Probable cause is a means of identification? Umm, okay.

Then Wolf turned the microphone over to his deputy Kris Cline, head of the Federal Protection Service, to take another stab at it. Cline started off strong, noting that agents have the right to investigate crimes on or against federal property. But he ran into some trouble when defending the widely disseminated video of his agents jumping out of a van and grabbing up a black-clad kid off the street.

The individual they were questioning was in a crowd and an area where an individual was aiming a laser at the eyes of officers.

So just on the face of it, that does not sound like “facts and circumstances within the police officer’s knowledge would lead a reasonable person to believe that the suspect has committed, is committing, or is about to commit a crime.” As Harvard Law professor Andrew Crespo pointed out in an excellent Twitter thread last night, guilt by association is really not a thing in American law.

Cline’s description doesn’t even sound like “reasonable suspicion” that the individual was involved in criminal activity such as would justify a brief, non-consensual detention. In fact, it sounds like just the type of heavy-handed, extra-legal policing that brought thousands of people out onto the streets of Portland for the past 54 nights. But go on, sir!

In this instance, the CPB officers approached him. And you saw the approach, it was peaceful, there is no tackle, no get on the ground, they wanted to talk to him.

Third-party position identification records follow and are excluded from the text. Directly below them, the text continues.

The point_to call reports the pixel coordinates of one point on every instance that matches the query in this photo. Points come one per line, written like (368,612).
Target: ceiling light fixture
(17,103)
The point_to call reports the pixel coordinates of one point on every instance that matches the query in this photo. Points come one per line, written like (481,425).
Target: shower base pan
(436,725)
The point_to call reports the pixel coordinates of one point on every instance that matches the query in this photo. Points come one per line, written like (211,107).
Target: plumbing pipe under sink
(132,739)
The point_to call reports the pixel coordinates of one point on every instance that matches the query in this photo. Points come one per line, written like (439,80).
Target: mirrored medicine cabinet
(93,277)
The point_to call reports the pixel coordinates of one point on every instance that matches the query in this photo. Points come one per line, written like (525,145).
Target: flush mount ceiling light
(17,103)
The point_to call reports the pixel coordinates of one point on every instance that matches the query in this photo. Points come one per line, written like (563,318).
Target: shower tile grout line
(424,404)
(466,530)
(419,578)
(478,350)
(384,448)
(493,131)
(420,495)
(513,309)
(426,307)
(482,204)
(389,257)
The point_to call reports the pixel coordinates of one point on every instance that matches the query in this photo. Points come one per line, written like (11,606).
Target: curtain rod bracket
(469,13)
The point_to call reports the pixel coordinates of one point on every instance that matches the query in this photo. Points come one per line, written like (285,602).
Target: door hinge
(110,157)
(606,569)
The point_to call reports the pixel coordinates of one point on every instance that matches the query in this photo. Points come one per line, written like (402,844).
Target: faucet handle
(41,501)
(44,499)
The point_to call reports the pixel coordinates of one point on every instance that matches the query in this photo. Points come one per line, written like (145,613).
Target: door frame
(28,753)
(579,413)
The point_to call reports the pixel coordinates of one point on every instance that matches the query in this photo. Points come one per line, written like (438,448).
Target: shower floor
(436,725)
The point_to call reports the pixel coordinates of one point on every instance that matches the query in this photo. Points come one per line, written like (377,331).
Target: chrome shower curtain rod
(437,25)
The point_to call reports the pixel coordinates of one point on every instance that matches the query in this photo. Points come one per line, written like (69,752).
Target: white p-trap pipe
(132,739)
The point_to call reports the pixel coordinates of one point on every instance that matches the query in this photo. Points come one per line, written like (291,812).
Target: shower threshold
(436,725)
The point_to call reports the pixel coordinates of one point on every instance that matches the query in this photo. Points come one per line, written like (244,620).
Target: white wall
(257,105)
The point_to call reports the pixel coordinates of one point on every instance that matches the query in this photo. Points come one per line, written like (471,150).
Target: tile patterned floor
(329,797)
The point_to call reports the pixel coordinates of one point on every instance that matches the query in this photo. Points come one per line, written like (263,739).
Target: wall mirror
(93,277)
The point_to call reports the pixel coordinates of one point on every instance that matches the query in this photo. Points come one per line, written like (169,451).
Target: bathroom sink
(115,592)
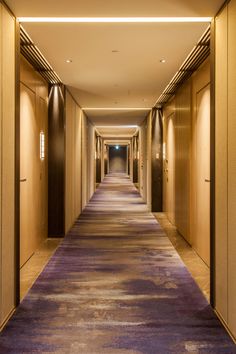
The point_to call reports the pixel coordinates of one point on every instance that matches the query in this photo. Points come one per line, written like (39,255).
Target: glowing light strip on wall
(113,19)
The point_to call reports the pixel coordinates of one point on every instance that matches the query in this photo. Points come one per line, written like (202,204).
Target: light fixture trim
(115,126)
(116,109)
(113,19)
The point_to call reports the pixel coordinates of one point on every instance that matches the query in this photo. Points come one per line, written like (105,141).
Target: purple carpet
(115,286)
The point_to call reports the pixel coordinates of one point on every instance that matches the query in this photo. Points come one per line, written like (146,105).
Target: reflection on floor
(115,285)
(31,269)
(198,269)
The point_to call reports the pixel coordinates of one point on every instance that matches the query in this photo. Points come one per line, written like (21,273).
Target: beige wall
(91,165)
(180,165)
(7,164)
(143,160)
(34,190)
(225,179)
(73,177)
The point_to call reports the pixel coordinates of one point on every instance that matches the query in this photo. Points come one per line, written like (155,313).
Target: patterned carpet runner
(115,286)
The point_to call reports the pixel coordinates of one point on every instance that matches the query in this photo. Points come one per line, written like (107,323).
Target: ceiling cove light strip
(113,19)
(116,109)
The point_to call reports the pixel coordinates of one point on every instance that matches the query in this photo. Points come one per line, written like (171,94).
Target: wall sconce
(42,146)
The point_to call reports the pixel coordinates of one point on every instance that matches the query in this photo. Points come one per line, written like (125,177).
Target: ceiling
(116,132)
(115,65)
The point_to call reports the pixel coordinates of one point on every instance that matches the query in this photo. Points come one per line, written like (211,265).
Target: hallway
(115,285)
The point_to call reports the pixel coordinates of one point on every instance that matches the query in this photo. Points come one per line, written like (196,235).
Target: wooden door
(202,232)
(28,131)
(169,169)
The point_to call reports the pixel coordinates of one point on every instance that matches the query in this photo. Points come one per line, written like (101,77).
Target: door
(28,131)
(202,234)
(169,169)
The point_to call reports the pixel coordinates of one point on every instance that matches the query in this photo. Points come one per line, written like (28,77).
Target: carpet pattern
(115,286)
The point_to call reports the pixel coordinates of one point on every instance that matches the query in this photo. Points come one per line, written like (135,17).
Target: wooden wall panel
(73,161)
(84,160)
(182,159)
(142,160)
(149,161)
(221,167)
(91,172)
(168,110)
(179,145)
(56,161)
(34,172)
(232,166)
(225,184)
(157,161)
(7,164)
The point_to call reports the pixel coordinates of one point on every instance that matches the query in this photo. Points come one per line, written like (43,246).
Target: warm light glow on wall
(42,146)
(113,19)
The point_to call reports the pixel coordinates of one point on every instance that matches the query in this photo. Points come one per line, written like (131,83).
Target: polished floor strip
(115,285)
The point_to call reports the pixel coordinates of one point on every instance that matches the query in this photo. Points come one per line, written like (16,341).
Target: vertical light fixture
(42,146)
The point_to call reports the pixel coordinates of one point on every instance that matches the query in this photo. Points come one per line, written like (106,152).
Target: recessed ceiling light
(114,19)
(116,109)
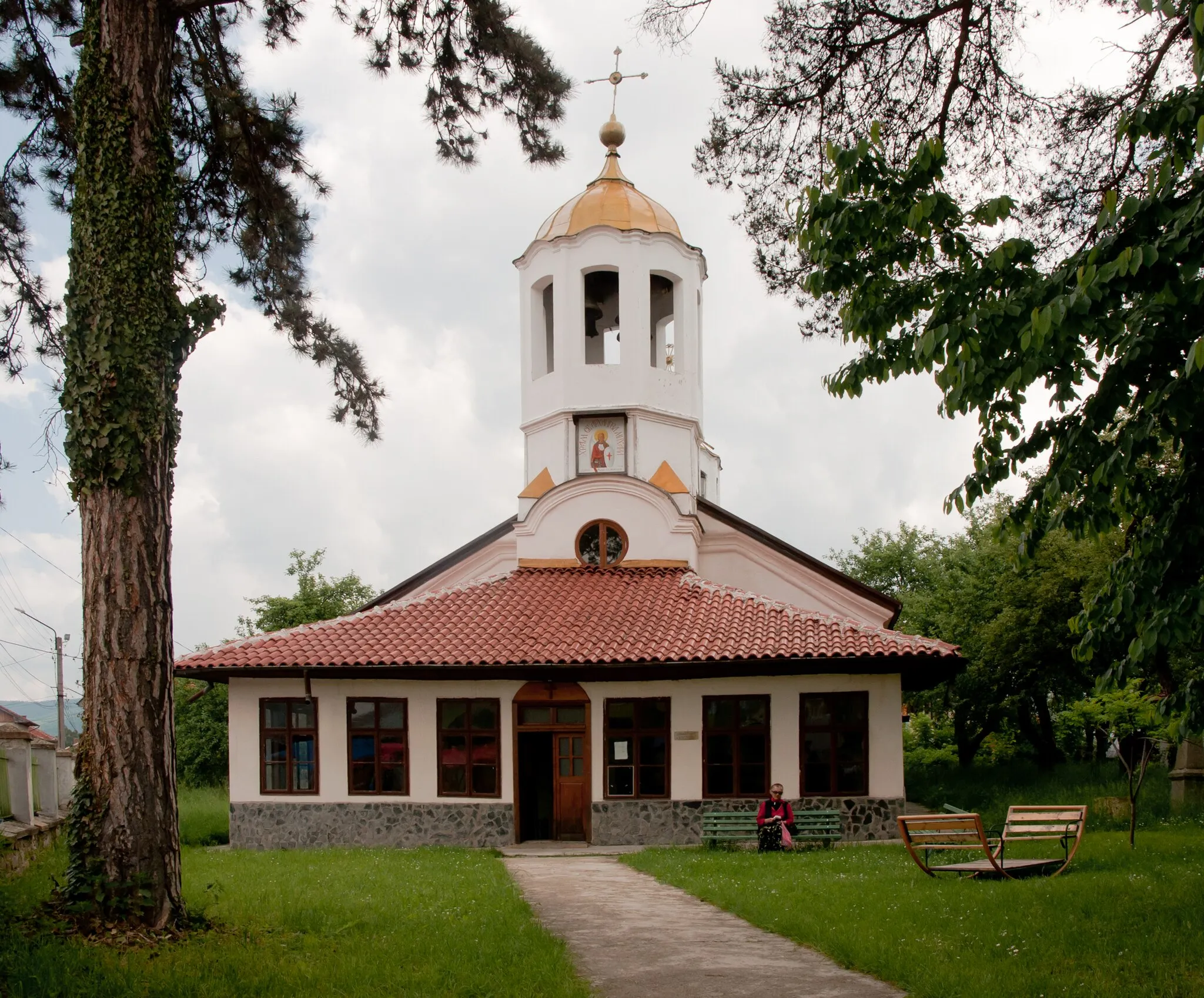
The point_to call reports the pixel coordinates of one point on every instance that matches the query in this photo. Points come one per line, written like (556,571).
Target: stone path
(634,937)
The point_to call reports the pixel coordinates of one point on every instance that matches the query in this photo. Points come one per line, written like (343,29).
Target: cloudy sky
(413,262)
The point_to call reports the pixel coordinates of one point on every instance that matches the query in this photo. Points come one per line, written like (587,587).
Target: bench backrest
(943,831)
(1031,823)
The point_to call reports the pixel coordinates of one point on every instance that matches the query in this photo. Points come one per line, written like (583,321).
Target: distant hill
(46,714)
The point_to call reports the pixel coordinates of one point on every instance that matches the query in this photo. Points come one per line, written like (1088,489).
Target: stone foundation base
(289,825)
(680,823)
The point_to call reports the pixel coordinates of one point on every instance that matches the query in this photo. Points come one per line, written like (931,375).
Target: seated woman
(771,819)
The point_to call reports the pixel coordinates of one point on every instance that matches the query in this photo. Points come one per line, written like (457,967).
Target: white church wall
(733,558)
(655,528)
(332,696)
(685,755)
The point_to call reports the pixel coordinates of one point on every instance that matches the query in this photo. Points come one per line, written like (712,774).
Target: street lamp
(58,661)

In fact, we did see “the approach,” and that is definitely not how we would describe it. We would describe it as unmarked agents who wordlessly grabbed this guy off the street without identifying themselves, much less announcing their intention to question him. As for Cline’s assertion that “they asked the individual to please get in the van,” well, he seems to be, ummm, mistaken about that.

“They did take him to an area that was safe for both the officers and the individual to do the questioning,” Cline continued. “So, it’s not a custodial arrest.”

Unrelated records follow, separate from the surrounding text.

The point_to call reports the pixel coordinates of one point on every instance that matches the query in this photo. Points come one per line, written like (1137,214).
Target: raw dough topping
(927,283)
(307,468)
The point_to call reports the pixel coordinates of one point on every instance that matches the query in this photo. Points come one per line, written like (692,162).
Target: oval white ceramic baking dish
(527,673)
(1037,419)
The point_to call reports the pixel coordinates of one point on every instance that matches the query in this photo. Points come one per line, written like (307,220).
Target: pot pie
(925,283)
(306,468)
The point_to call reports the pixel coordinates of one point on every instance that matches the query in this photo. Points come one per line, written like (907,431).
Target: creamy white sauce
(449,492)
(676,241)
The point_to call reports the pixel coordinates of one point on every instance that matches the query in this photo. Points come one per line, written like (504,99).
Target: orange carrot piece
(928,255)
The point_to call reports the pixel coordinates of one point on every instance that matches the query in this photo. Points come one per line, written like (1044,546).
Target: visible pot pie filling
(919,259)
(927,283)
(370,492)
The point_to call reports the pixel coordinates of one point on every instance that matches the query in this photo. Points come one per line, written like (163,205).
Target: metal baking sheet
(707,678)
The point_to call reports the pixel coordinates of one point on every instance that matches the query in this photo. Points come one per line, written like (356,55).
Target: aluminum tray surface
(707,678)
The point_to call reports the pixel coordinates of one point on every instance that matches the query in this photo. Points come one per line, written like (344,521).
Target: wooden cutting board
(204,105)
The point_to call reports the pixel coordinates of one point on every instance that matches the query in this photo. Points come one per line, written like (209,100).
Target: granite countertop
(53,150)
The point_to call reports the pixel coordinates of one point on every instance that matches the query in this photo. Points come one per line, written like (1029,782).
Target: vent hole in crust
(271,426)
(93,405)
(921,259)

As we pointed out last week and Professor Crespo noted last night, this is the very definition of a custodial arrest, so cleanly within the margins that it could be lifted from a criminal law exam. He was detained, transported to another location without his consent, he was not free to leave, and he was questioned about criminal activity. And if the guys in charge of those shock troops unleashed on America’s streets don’t understand the basics of WHAT IS “ARREST,” then they’re in no position to guarantee that the First, Fourth, and Fifth Amendment rights of US citizens are being protected.

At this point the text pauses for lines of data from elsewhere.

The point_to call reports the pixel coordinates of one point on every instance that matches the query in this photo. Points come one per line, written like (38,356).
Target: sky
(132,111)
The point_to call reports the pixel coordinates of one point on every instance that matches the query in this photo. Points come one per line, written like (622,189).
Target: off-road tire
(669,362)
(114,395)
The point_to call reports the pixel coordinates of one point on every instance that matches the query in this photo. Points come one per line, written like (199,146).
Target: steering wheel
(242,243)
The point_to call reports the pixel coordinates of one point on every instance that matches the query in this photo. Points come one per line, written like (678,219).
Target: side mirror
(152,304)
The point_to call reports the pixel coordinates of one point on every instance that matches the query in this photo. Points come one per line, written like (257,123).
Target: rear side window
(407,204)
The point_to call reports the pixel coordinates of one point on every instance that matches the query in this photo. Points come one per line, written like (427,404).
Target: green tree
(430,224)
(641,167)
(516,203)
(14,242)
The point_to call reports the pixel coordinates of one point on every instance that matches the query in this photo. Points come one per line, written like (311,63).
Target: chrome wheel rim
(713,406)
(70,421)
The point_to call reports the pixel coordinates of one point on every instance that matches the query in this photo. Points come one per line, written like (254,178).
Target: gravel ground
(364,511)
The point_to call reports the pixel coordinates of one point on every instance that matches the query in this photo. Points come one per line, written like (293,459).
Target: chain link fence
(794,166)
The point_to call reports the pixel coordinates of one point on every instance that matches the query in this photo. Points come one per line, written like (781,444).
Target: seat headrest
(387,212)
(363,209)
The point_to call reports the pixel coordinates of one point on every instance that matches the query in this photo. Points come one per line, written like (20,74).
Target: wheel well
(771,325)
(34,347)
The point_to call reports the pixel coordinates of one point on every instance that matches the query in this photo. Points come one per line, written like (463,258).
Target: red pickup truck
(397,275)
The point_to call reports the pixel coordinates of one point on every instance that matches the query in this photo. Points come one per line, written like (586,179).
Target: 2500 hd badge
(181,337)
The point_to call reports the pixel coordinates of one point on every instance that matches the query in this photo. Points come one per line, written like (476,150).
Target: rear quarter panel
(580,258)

Nonetheless, Wolf bridles at criticism that his troops trample civil liberties and needlessly inflame an already tense situation.

“These police officers are not storm troopers. They are not the Gestapo, as some have described them,” he huffed indignantly. “That script is offensive, hyperbolic, and dishonest.”

You can tell DHS and the FPS aren’t Gestapo stormtroopers by how often they feel the need to deny it.